O presidente da Uefa, Aleksander Ceferin, descartou-se definitivamente da corrida para substituir Gianni Infantino como presidente da Fifa, mas antecipa que um forte desafiante surgirá contra a liderança de Infantino antes das eleições de março de 2027. A previsão de Ceferin surge em meio a controvérsias contínuas envolvendo o atual chefe da Fifa, incluindo um plano de investimento privado cancelado e alegações de interferência política.

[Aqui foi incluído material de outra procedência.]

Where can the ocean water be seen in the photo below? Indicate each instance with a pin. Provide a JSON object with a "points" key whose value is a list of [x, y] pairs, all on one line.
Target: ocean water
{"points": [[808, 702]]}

Ceferin, de 57 anos, afirmou que a sua falta de interesse na presidência da Fifa decorre do seu compromisso com a Uefa e do desejo de “aproveitar um pouco a vida”, ao mesmo tempo em que acredita que a sua credibilidade é reforçada por não buscar o principal cargo do futebol mundial. Apesar da sua decisão pessoal, o esloveno espera que Infantino, de 56 anos, enfrente um teste significativo no próximo Congresso da Fifa.
O controverso plano comercial de Infantino e a reação da Uefa
Um grande ponto de discórdia entre a Fifa e a Uefa foi a controversa proposta de Infantino de vender participações nas competições da Fifa a investidores privados. O plano envolvia a criação de uma nova entidade, a Fifa Forward Enterprise (FFE), que geriria os direitos comerciais e de bilheteria de todos os torneios da Fifa. Uma participação de 21% na FFE estava prevista para ser vendida a uma empresa de investimento privado.
A Uefa liderou uma forte reação contra a proposta, com os seus membros chegando a votar pelo boicote às Copas do Mundo, a menos que o plano fosse abandonado. Ceferin foi particularmente crítico, tomando conhecimento do plano através da mídia enquanto estava de férias. Ele fez uma comparação contundente com um empreendimento anterior malfadado.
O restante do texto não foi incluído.